The role of Mcm2-7 in replication initiation Book Section


Author: Remus, D.
Editor: Kaplan, D. L.
Article/Chapter Title: The role of Mcm2-7 in replication initiation
Abstract: The hetero-hexameric Mcm2-7 complex is a multifunctional ATPase that plays essential roles during the initiation of DNA replication in eukaryotic cells. Initially, the Mcm2-7 complex is bound as a catalytically inactive double hexamer around double-stranded DNA, marking potential replication origin sites along the chromosome.
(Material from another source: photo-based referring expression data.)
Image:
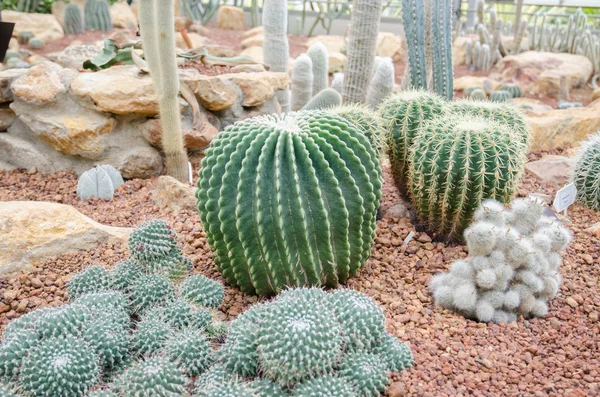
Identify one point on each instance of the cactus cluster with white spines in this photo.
(513, 267)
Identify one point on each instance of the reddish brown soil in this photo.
(555, 356)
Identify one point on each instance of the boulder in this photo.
(33, 232)
(171, 195)
(122, 16)
(389, 45)
(563, 128)
(43, 26)
(555, 170)
(118, 90)
(74, 56)
(230, 18)
(541, 72)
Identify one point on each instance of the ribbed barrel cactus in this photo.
(456, 163)
(289, 201)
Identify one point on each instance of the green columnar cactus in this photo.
(325, 386)
(92, 279)
(60, 367)
(276, 46)
(158, 38)
(202, 291)
(302, 82)
(320, 67)
(73, 19)
(402, 115)
(382, 85)
(501, 113)
(362, 45)
(587, 172)
(450, 167)
(155, 376)
(335, 193)
(326, 99)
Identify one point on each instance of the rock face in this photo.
(172, 195)
(230, 18)
(551, 169)
(35, 231)
(563, 128)
(541, 72)
(43, 26)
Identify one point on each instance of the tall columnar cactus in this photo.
(382, 85)
(320, 67)
(362, 45)
(158, 37)
(458, 161)
(302, 82)
(73, 19)
(402, 116)
(276, 46)
(312, 186)
(586, 175)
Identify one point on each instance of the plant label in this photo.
(565, 197)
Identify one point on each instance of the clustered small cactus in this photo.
(132, 329)
(512, 270)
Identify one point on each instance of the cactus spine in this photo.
(276, 46)
(302, 82)
(156, 24)
(317, 167)
(320, 67)
(382, 84)
(73, 19)
(362, 45)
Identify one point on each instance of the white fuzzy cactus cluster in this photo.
(513, 267)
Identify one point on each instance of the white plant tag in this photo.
(565, 197)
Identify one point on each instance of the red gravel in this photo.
(555, 356)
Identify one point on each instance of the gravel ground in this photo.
(555, 356)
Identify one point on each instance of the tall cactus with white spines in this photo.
(302, 82)
(276, 46)
(382, 85)
(586, 175)
(458, 161)
(320, 66)
(362, 46)
(305, 212)
(158, 37)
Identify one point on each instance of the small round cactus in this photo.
(64, 366)
(202, 291)
(586, 174)
(92, 279)
(155, 376)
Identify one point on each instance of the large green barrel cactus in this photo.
(455, 163)
(401, 116)
(289, 201)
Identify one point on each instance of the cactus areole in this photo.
(289, 201)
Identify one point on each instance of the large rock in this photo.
(541, 72)
(33, 232)
(171, 195)
(122, 16)
(555, 170)
(230, 18)
(74, 56)
(118, 90)
(43, 26)
(563, 128)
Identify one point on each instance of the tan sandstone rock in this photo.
(230, 18)
(32, 232)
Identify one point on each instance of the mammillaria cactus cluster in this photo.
(289, 201)
(307, 343)
(513, 267)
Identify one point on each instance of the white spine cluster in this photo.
(513, 267)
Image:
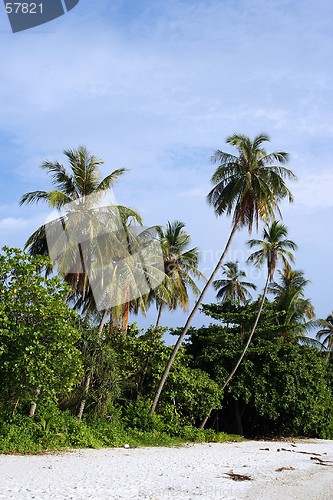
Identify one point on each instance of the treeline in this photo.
(48, 353)
(73, 369)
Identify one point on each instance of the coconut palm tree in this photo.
(78, 190)
(249, 186)
(289, 299)
(180, 267)
(273, 247)
(326, 333)
(232, 288)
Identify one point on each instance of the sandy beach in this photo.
(300, 469)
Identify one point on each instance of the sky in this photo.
(157, 87)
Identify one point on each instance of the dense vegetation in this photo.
(73, 374)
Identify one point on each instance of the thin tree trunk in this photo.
(159, 315)
(189, 321)
(203, 423)
(102, 323)
(15, 406)
(88, 379)
(251, 335)
(238, 416)
(33, 405)
(125, 318)
(84, 399)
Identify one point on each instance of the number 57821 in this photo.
(24, 8)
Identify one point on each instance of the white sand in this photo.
(191, 472)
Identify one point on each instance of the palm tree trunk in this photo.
(102, 323)
(189, 321)
(88, 379)
(203, 423)
(251, 334)
(84, 399)
(159, 316)
(33, 405)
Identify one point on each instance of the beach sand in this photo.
(189, 472)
Subsequently, upon activation, the Mcm2-7 complex mediates the opening, or “melting," of the parental DNA duplex at the origin, which culminates in the formation of two oppositely oriented DNA replication forks. Eventually, at the fork, the Mcm2-7 complex acts as the catalytic core of the replicative DNA helicase. In addition to unwinding DNA at the fork, the Mcm2-7 helicase complex also serves as the central scaffold around which the replisome is assembled. Due to its varied and essential roles in the initiation of DNA replication, the Mcm2-7 complex is a key target for regulatory mechanisms that govern origin activity in the cell cycle. Activation of the Mcm2-7 helicase entails a large conformational reconfiguration that results in the separation of the Mcm2-7 double hexamer into two individual Mcm2-7 hexamer complexes bound around the single-stranded leading strand template. Recent progress in the structural characterization of the Mcm2-7 complex begins to shed light on the mechanism by which origin unwinding is coupled to Mcm2-7 remodeling. © 2016 Springer International Publishing Switzerland.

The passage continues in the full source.